Check the data type, check the valid input ranges, check the output.
Mutable Parameters
This is another class of failure that would be eliminated in a different language (I’m looking at you Clojure and Haskell) or with very strict coding guidelines (“always use Immutable JS data structures”), but in a language as fluid as Javascript, you can shoot yourself in the foot without even knowing the gun was loaded. Here is a fairly degenerate case of a function and test, but it is a case I have seen, and when buried in a big test suite, it is hard to discern that the test is actually worthless.
function calculate_total(order) {
var price = order.price;
var tax_rate = 0.10;
var total = price * (1 + tax_rate);
order.total = total;
return order;
}
tap.test('calculate_total', function (test) {
var order = { price: 8, total: 8.64 };
var result = calculate_total(order);
test.equal(result.total, order.total);
test.end();
});
This function has a bug (or maybe the test does). The tax_rate is set to
a value other than what the test expects. But, given how the test has set up
its data structures and its assertions, it will never fail.
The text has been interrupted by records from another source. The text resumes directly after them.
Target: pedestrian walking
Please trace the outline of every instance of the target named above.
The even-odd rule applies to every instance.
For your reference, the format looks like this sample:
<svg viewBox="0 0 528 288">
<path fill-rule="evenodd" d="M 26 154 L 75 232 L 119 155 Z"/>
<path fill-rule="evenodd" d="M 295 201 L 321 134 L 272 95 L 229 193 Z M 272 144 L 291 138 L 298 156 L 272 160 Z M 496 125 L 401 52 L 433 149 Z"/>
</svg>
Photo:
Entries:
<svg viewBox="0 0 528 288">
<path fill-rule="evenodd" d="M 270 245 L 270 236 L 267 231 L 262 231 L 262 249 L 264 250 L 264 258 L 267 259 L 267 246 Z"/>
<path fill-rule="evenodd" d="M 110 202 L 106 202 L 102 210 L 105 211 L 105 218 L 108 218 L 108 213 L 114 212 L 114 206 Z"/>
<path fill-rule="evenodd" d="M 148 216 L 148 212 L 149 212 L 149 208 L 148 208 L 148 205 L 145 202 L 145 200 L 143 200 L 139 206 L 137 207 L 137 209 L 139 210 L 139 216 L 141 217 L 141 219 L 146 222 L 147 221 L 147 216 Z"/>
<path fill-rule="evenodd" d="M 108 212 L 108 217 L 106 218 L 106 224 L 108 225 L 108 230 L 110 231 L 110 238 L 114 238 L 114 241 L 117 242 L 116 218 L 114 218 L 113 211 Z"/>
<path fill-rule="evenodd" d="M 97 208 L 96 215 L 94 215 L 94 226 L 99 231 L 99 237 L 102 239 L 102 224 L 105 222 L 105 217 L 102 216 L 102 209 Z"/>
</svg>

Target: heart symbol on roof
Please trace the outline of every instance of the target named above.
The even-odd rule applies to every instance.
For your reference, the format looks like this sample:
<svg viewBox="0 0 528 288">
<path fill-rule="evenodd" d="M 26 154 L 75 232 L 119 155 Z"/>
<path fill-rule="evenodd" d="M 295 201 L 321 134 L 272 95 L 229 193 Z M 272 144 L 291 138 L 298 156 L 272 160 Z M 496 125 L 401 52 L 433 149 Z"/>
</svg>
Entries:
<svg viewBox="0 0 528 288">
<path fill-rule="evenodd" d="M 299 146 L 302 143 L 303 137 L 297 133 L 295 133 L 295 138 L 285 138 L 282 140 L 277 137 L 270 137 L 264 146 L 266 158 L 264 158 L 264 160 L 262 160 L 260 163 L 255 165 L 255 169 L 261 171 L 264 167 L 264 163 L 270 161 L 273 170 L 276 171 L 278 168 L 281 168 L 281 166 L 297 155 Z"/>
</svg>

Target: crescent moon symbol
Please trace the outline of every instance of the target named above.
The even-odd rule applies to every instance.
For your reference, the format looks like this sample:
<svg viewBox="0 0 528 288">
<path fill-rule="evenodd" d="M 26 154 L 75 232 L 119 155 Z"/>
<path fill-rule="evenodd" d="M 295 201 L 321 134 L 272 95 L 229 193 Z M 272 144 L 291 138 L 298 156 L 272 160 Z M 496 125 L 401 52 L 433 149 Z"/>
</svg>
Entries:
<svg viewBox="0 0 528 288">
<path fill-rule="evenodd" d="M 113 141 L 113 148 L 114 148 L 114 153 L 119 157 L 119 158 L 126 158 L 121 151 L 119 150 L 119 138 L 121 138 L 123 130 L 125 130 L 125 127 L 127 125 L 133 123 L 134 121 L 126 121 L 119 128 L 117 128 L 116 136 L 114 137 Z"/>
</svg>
You can look at this and say to yourself, “I would never write code that bad or a test that worthless,” and I hope that is true. But it happens, and you should be on the lookout for it.
How To Test Better
Here are a few ways you can write better tests.
Watch Your Tests Fail
One of the central tenants of test driven development is to write your tests first and then write code until they pass. That solves for a certain class of test failure, but it still leaves open the possibility of writing the bad tests above. Especially when the test writing seems to have gone too well, I like to change it to see if I can get it to fail. Perhaps I change an expected value to make sure I get a failure. Maybe I change an input to force a failure. Even these small moves can help build confidence that your test is doing its job. Be skeptical, even of the code you wrote yourself.
Automation
Tools like QuickCheck from Haskell can help with bounds checking and generating enough random inputs that you won’t have to think about the first example case too much. I’m sure there are similar tools that help in other ecosystems and other tools that can check the validity of your tests. Using them as much as you can will ease the burden of thinking through all possibilities on your own.
Future-Proof
My favorite tests to write are not so easy to give examples for. They are the ones that signal when future implementation changes have added an unexpected condition. Sometimes that is a bug, but sometimes that is the beginning of a talk about desired functionality. These tests are hard to write, because you have to think about how the code could change and write a test that will guard against it. You want someone to change code that breaks the test and then, hopefully, instead of just changing the test to pass, that person starts a conversation about the functionality. “I just broke a test in an unexpected way. Should we really be adding this new option?” That is value with a capital “V.”
Discipline
This is my current favorite answer, because it will always be useful, even when your toolset changes. Engineering is a discipline. Quality must be imbued through the practice. “Quality is job 1.” It is not just a feature to tack on at the end of your work when you think the functionality is complete. And of course, I don’t mean to imply that quality is only derived from good testing. Doing this job well requires doing it thoughtfully and being disciplined. Writing good tests is one of the tasks of the job that takes extra special attention.